Sebut saja hujjatul Islam Abu Hamid Al-Ghazali. Ketika menulis Kitab Al-Munqidz min Ad-Dhalal, ulama yang masyhur disapa Imam Ghazali ini mengawali tekadnya dengan berkhalwat, menepi dari segala hal yang bersifat duniawi.
Begitu pun ketika ulama Persia ini mengarang Kitab Ihya Ulumiddin. Proses dan langkah yang ditempuh tak pernah sembarang. Kegiatannya menulis, sangat tampak semata-mata demi pengabdiannya kepada Allah SWT.

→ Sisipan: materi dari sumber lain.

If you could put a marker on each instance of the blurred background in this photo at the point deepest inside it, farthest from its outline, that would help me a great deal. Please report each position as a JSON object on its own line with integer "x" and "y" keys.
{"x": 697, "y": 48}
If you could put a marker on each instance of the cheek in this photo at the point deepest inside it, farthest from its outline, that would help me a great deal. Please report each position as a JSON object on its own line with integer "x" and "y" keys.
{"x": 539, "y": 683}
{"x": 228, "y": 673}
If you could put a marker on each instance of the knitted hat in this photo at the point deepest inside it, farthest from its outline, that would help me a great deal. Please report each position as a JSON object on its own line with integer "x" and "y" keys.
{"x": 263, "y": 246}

Iktibar lainnya bisa dipelajari dari kisah Syekh As-Shanhaji dalam mengarang Kitab Al-Ajurumiyah. Konon, setiap kali hendak menulis, ulama kharismatik ini melulu mengawalinya dengan mendatangi Masjidil Haram, berwudhu, mendirikan shalat, dan bertawaf. Maka, amat wajar, jika karya yang dilahirkannya tidak hanya bernilai bermanfaat dan mencerdaskan, tetapi juga bertahan dan selalu dibutuhkan generasi di setiap zaman.
Begitulah cara salafus saleh dalam menerbitkan karya-karyanya. Bukan cuma melalui bentuk jadi kitab kuning yang bisa dibaca sehari-hari, akan tetapi tradisi dan kebiasaan yang dilaluinya bisa dipelajari dan diteladani.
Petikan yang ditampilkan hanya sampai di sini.